ANO1和E-钙黏蛋白在人原发性结直肠癌组织中的表达及其意义

doi:10.13481/j.1671-587X.20250619

Abstract

Abstract:

Objective To explore the expressions of calcium-activated chloride channel protein 1（ANO1） and E-cadherin in colorectal cancer （CRC） tissue and their relationships with the clinicopathological characteristics of the CRC patients， and to clarify their clinical significances. Methods The surgical tissue specimens from 77 patients with primary CRC were collected. Immunohistochemistry （IHC） method was used to detect the protein expressions of ANO1 and E-cadherin in CRC tissue； Spearman correlation analysis method was used to analyze the correlation between their expressions； PCR fluorescence probe method was used to detect the KRAS/NRAS mutations in CRC tissue； chi-square test or Fisher’s exact probability method was used to analyze the relationships between the expressions of ANO1 and E-cadherin and clinicopathological characteristics of the CRC patients.

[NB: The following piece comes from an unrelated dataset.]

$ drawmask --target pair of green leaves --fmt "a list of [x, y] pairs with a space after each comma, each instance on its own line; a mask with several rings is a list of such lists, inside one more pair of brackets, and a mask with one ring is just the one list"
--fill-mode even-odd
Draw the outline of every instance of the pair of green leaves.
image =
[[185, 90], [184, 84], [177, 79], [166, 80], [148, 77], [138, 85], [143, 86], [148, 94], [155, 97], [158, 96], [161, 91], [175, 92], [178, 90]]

Results The IHC results showed that the positive expression rate of ANO1 in CRC tissue was 24.7%， and the positive expression rate of E-cadherin was 63.6%. The Spearman analysis results showed that the expressions of ANO1 and E-cadherin in CRC tissue were positively correlated （r=0.458， P<0.05）. Compared with the patients with tumor located in rectum， the positive expression rate of ANO1 in cancer tissue of the CRC patients with tumor located in colon was significantly increased （χ²=5.499， P=0.019）； compared with the patients with TNM stage Ⅲ-Ⅳ， the positive expression rate of ANO1 in cancer tissue of the CRC patients with TNM stage Ⅰ-Ⅱ was significantly increased （χ²=4.774， P=0.029）； compared with the patients with lymphnode metastasis， the positive expression rate of ANO1 in the CRC patients without lymphnode metastasis was significantly increased （P=0.034）. Compared with the CRC patients with T4 stage， the positive expression rate of E-cadherin in the CRC patients with T1-T3 stage was significantly increased （P=0.024）. Compared with the CRC patients with p53 positive， Ki-67≥90%， PMS2 positive and KRAS wild-type， the positive expression rate of ANO1 in cancer tissue of the CRC patients with p53 negative， Ki-67<90%， PMS2 negative and KRAS mutant was significantly increased （P=0.031， P=0.036， P=0.048， P=0.028）. Conclusion The expressions of ANO1 and E-cadherin in primary CRC tissue of the patients are positively correlated； ANO1 and E-cadherin are associated with multiple clinicopathological characteristics of the patients； ANO1 and E-cadherin may be involved in the occurrence and progression of CRC.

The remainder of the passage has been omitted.